All that has changed, Krebs said. In 1985, the diocese adopted written policies that deal with such allegations. They include responding promptly, complying with civil law, cooperating with investigators, reaching out to the victims and dealing as openly as possible with the community.

If the allegation is supported by sufficient evidence, the priest is to be removed from ministerial duties and referred for medical treatment, often in a Catholic mental-health facility. Krebs said priests are not allowed back to the ministry afterward.

Dr. Fred Berlin, founder of the Johns Hopkins Sexual Disorders Clinic in Baltimore, which serves priests and others, said the psychiatric community doesn't talk about "curing" priests and others diagnosed with pedophilia. Professionals usually recommend keeping them out of situations where they might be tempted to molest again.

"They certainly shouldn't be priests functioning where they have contact with children," he said. "The main priority is what's going to be in the best interest of the children."

To prevent pedophiles from entering the priesthood, the Wilmington Diocese has developed screening procedures. Prospective seminarians are subjected to background checks, psychological evaluations and extensive interviews, Krebs said.

Such policies and procedures may have helped prevent abuse cases in the past decade, Krebs said. Ten of the 15 cases happened between 1967 and 1992, Krebs said. The other five occurred between 1952 and 1967. Krebs said hundreds of priests have served the diocese during the past 50 years, but he couldn't say exactly how many. There are 126 today, serving mostly in Delaware.

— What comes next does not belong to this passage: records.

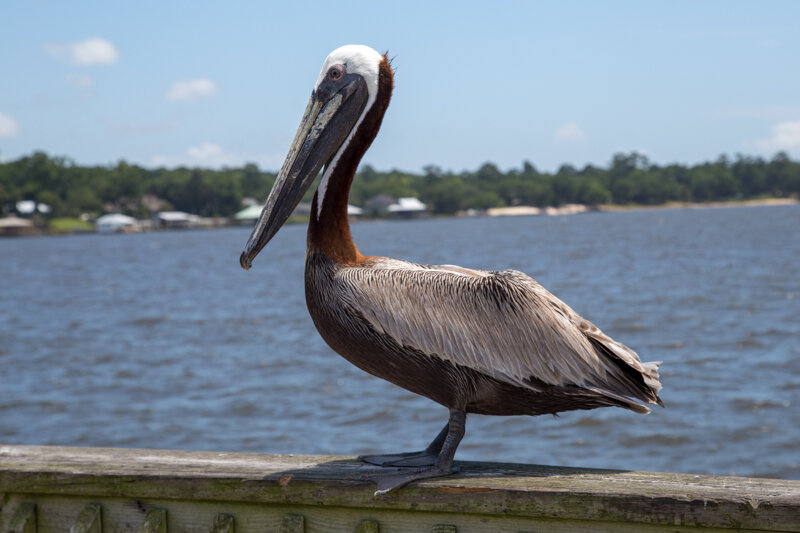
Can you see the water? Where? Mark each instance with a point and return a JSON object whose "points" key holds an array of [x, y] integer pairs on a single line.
{"points": [[160, 340]]}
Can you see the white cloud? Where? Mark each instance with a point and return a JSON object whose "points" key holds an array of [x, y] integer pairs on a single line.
{"points": [[8, 127], [570, 132], [191, 89], [785, 136], [210, 155], [94, 51]]}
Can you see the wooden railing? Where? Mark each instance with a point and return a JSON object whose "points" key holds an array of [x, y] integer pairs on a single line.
{"points": [[82, 490]]}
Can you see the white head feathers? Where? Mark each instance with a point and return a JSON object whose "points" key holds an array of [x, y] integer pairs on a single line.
{"points": [[356, 59]]}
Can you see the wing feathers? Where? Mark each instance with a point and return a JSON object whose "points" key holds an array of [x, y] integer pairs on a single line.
{"points": [[503, 324]]}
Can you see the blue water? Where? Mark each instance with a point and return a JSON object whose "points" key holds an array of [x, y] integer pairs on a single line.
{"points": [[160, 340]]}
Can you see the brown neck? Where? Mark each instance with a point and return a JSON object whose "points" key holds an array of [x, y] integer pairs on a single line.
{"points": [[328, 228]]}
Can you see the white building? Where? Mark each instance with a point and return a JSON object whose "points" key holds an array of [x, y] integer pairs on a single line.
{"points": [[115, 223]]}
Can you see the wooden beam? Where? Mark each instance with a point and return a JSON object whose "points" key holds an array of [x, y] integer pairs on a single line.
{"points": [[331, 489], [23, 519], [90, 520]]}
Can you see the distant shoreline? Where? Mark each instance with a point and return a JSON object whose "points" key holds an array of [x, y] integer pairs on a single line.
{"points": [[699, 205], [609, 208]]}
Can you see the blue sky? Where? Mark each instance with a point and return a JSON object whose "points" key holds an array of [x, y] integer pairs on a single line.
{"points": [[223, 83]]}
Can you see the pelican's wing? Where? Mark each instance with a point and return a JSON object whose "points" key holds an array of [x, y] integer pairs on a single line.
{"points": [[503, 324]]}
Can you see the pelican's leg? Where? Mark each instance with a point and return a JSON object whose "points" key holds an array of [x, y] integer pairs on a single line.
{"points": [[426, 457], [442, 466]]}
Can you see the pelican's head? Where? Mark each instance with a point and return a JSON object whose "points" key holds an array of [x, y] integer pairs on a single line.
{"points": [[346, 89]]}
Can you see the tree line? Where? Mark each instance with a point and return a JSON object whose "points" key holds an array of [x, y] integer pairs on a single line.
{"points": [[71, 189]]}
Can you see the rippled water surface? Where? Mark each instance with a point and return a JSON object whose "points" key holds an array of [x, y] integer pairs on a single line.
{"points": [[160, 340]]}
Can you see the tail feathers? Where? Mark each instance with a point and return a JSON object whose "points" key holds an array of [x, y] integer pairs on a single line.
{"points": [[621, 401]]}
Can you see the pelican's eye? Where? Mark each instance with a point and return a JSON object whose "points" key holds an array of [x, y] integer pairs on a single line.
{"points": [[336, 72]]}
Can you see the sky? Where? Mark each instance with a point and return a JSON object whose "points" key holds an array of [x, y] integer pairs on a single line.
{"points": [[216, 84]]}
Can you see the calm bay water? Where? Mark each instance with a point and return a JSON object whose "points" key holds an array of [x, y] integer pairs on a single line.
{"points": [[160, 340]]}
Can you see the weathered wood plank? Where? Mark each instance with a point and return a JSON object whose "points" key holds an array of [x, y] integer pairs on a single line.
{"points": [[293, 523], [155, 521], [223, 523], [553, 497], [368, 526], [89, 520], [23, 520]]}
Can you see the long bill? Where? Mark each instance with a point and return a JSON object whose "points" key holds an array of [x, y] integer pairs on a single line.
{"points": [[326, 124]]}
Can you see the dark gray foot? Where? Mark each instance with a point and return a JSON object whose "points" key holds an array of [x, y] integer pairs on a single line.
{"points": [[426, 457], [389, 482], [444, 444], [410, 459]]}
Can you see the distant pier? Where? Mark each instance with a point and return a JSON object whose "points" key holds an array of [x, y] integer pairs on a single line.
{"points": [[91, 490]]}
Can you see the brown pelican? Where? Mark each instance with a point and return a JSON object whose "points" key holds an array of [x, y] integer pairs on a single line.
{"points": [[475, 341]]}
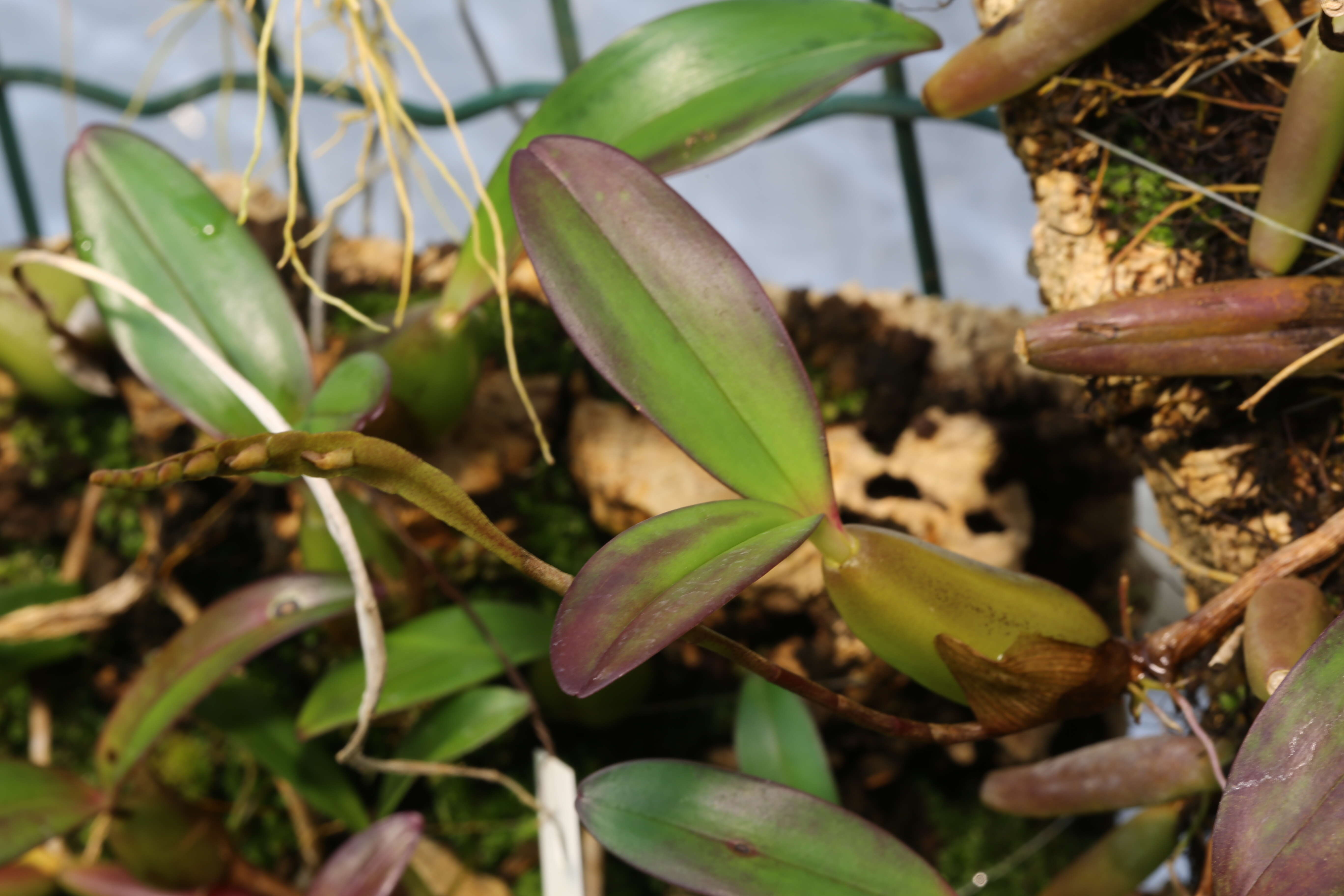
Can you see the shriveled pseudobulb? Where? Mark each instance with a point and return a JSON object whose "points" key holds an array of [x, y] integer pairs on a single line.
{"points": [[1283, 620], [900, 594]]}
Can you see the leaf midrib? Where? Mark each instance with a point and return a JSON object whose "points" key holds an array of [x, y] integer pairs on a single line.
{"points": [[691, 349], [160, 256]]}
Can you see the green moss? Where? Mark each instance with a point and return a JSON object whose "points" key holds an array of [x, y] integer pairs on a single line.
{"points": [[117, 522], [540, 340], [29, 566], [1134, 197], [186, 764], [483, 824], [556, 518], [65, 444]]}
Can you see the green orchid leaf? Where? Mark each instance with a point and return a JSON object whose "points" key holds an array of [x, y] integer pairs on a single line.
{"points": [[1277, 831], [717, 832], [318, 547], [657, 581], [18, 659], [452, 730], [245, 710], [695, 86], [25, 881], [351, 395], [777, 739], [370, 863], [26, 347], [654, 297], [229, 633], [429, 658], [140, 214], [1120, 862], [38, 804]]}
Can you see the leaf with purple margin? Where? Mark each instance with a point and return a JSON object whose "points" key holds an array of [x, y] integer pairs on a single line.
{"points": [[726, 835], [140, 214], [372, 863], [672, 318], [700, 85], [353, 394], [657, 581], [37, 804], [230, 632], [1280, 821]]}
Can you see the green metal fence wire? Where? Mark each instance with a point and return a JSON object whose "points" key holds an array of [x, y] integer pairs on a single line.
{"points": [[893, 104]]}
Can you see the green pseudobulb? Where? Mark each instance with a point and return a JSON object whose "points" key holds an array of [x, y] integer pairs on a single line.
{"points": [[898, 593]]}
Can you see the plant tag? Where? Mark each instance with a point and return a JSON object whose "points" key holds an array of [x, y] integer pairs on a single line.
{"points": [[558, 827]]}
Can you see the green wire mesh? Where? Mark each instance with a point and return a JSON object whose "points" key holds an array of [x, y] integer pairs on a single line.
{"points": [[894, 104]]}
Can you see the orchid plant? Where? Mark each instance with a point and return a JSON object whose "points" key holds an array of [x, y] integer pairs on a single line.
{"points": [[671, 316]]}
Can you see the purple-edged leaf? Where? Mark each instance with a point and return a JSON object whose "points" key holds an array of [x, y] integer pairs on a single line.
{"points": [[109, 881], [230, 632], [1281, 816], [37, 804], [25, 881], [698, 85], [726, 835], [776, 738], [139, 213], [351, 395], [657, 581], [664, 308], [372, 863]]}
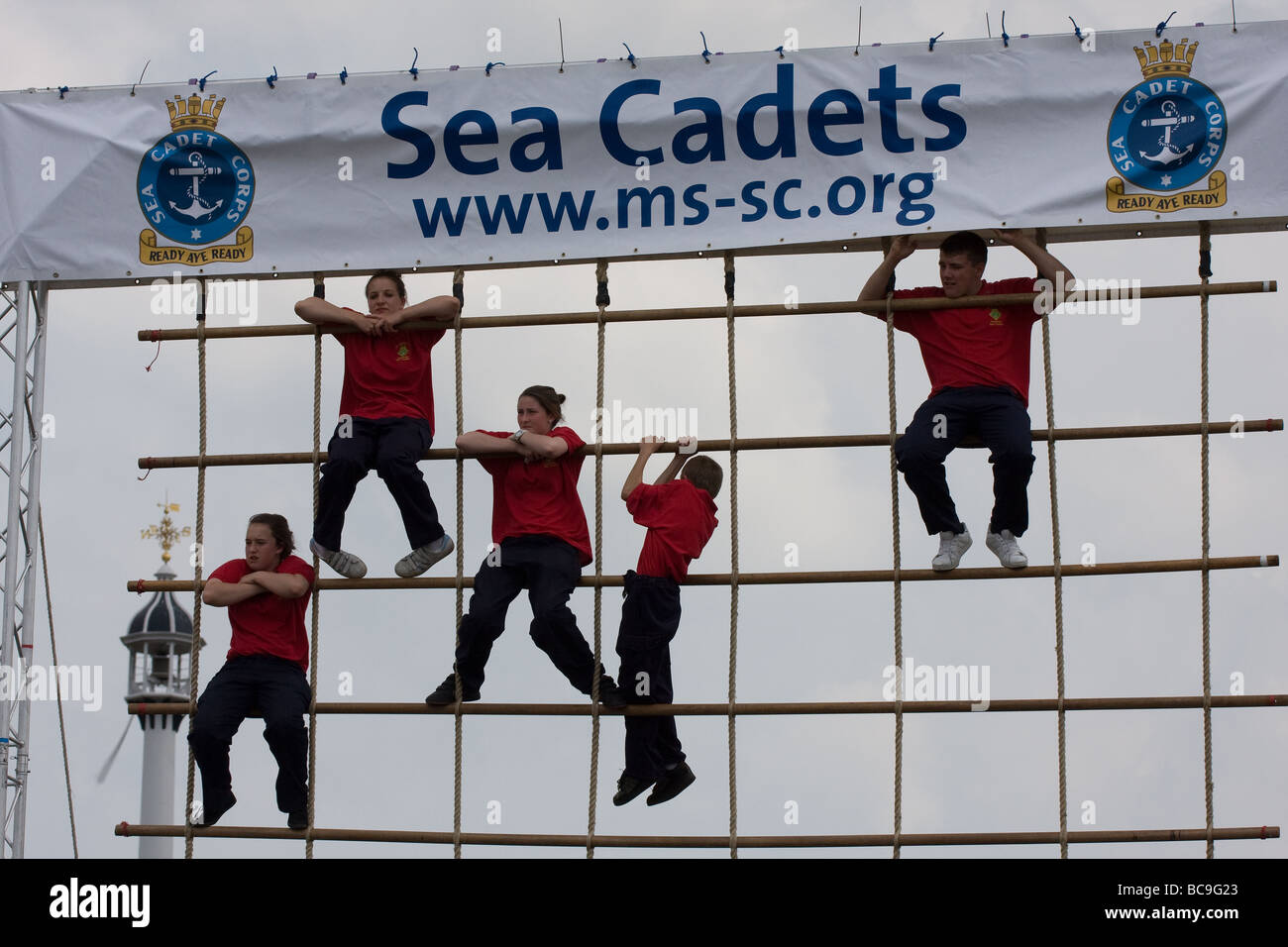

In one case that became public in 1989, the Rev. Edward F. Dudzinski Jr. was sued for $11 million for allegedly assaulting a teen-age boy in 1984 and 1985. Dudzinski had been assigned to a Wilmington church at one point, although he was neither a priest nor an associate priest at the time of the alleged assaults. Krebs said he was removed from the priesthood after the allegations were substantiated. He is not listed in a 2001 national directory of Catholic priests.

Like the Dudzinski case, most cases that have become public nationally occurred in decades past, said Susan Gibbs, spokeswoman for the Archdiocese of Washington, D.C.

"A lot of these cases in the news are old, which says a lot about the safeguards the dioceses have put in place in the last decade," Gibbs said. "But every one is too many."